Aklın Hislerin Önüne Geçmesi: AB Örneği

1950’lerde temelleri atılan ve Avrupa’nın sıhhatli bir şekilde bügünkü modern ve saygın hale gelmesinde büyük bir paya sahip olan Avrupa Birliği, 20. asrın ilk yarısında milyonlarca insana mezar olan eski Avrupayla tam bir tezat oluşturmaktadır,  ve kör hisler yerine ilim ve akl-ı selim esas alındığında neler olabileceğini göstermesi bakımından son derece manidar bir ibret levhası sunmaktadiır. Yarım asırlık bu AB sürecinden öğrenilecek çok dersler vardır. En önemlisi, Almanya ve Fransa’nın savaştan gerekli dersi alıp, geçmişteki düşmanlıkları alevlendirerek devam ettirmek yerine bütün gayretlerini gelecekte bu tür çatışmaların tekrarlanmasını önleyecek tedbirler almaya hasretmeleri, ve daha yerdeki kan kurumadan Avrupa’yı bir barış kıtası haline getirecek bir birliğin temellerini atmalarıdır. Bizde “barış” sözünü kimseye kaptırmayan ancak barış konusunda insiyatif almak şöyle dursun bu tür yaklaşımlara şüphe ile bakan ve 80 yıl önceki düşmanlıkları sanki dün olmuş gibi zihinlerde canlı tutmayı milliyetçilik sayanların AB tablosunu dikkatle incelemeleri lazımdır. Eğer Avrupa eski düşmanlık ve bağnazlıklarında ısrar etseydi, kabaran evham ve güvensizlik hisleriyle medenileşme yerine askerî harcama yarışına girseydi, bugün Avrupa topraklarında barış ve refah üzerinde yükselen ve dünyanın gözünü kamaştıran dev bir AB abidesi yerine ızdırap ve gözyaşları arasında kalmış çok sayıda anıt mezar yükseliyor olacaktı. Birinci dünya savaşından ders alınsaydı, 50 milyonunun hayatına mal olan ve dünyayı yok oluşun eşiğine getiren ikinci dünya savaşı olmayacaktı. İkinci dünya savaşından ders alınmasaydı, bugün belki de dünyada bu makaleyi yazacak ve oluyacak kimse olmayacaktı.
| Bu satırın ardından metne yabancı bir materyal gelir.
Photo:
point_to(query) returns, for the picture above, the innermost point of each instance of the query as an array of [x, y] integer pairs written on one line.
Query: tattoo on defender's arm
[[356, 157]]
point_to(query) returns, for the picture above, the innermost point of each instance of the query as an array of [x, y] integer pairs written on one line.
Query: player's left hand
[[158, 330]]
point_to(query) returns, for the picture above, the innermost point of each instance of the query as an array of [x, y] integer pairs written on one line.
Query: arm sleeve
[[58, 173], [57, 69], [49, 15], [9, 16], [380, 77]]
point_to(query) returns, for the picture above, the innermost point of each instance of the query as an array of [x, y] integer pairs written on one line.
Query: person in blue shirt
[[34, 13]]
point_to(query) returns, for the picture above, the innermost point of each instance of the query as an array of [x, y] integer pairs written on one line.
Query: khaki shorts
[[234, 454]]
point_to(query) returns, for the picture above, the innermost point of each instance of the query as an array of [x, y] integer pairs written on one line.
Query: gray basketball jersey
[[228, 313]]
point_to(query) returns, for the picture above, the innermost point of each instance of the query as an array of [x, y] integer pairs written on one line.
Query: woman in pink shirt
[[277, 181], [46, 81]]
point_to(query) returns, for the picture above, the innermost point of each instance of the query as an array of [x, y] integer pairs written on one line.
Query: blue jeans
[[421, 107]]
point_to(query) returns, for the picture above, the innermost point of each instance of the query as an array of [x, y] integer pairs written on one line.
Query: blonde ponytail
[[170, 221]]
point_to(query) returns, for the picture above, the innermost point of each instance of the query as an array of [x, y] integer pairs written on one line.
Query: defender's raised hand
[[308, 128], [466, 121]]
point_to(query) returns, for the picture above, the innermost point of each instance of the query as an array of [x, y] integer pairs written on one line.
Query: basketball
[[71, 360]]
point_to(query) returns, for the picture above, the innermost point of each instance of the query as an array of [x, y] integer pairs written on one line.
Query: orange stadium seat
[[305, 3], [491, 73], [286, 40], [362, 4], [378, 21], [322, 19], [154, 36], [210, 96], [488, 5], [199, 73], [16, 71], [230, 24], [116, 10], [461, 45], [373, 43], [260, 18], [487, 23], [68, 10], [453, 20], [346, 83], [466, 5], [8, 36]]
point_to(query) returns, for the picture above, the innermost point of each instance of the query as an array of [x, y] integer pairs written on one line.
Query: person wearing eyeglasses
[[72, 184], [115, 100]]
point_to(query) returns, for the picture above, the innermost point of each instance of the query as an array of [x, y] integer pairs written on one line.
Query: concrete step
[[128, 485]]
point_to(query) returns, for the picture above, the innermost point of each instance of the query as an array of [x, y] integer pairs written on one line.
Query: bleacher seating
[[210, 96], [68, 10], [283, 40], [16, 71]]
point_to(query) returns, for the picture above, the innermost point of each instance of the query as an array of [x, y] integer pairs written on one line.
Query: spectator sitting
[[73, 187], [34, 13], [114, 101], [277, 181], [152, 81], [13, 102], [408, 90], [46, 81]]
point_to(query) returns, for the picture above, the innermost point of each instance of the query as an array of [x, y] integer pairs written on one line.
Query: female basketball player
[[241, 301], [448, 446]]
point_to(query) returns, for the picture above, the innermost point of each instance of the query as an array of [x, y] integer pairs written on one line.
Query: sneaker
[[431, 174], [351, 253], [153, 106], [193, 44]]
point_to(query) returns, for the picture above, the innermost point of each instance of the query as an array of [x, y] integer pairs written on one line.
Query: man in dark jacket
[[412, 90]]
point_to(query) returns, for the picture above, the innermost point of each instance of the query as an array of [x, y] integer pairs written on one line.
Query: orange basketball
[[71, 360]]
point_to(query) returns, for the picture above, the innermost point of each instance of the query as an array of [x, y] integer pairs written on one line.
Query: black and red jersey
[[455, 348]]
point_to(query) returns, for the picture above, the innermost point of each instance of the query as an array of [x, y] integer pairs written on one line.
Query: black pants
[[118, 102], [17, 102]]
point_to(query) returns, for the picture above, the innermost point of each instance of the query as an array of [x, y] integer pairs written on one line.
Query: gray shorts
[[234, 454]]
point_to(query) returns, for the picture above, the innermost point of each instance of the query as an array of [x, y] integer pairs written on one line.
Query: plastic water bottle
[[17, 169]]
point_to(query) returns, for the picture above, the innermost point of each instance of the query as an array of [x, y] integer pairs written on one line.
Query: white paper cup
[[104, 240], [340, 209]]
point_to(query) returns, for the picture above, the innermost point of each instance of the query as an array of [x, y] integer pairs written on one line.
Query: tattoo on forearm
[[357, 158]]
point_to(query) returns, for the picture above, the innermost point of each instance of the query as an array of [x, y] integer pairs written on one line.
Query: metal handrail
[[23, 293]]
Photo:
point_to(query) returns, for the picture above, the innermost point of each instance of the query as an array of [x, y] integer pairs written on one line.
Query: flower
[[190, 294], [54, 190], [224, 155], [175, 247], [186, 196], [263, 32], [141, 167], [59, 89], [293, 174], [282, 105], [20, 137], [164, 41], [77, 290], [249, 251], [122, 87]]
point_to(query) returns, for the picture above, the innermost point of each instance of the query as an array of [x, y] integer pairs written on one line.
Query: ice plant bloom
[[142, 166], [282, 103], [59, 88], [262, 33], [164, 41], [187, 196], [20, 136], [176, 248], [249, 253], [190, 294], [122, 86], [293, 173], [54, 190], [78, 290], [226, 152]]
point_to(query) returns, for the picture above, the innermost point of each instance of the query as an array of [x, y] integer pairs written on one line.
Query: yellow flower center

Almanya ve Fransa, 2. dünya savaşından hemen sonra geçmişe sırtını çevirip geleceğe yönelerek depreşen kör hislerinin değil akıl ve ilim rehberliğinde bir barış ve medeniyet projesi başlatmakla ne kaybetti? Biz 80 yıldır düşmanlık edebiyatı yaparak hamaset hislerini okşayıp durmakla ve geleceğe yönelmek yerine geçmişın karanlıklarına çakılıp kalmakla, ve yeni başarılara imza atmak yerine haylaz mirasyediler gibi geçmişin başarılarıyla övünüp durmakla ne kazandık? Ve aynı yanlışta ısrarın kime ne faydası var?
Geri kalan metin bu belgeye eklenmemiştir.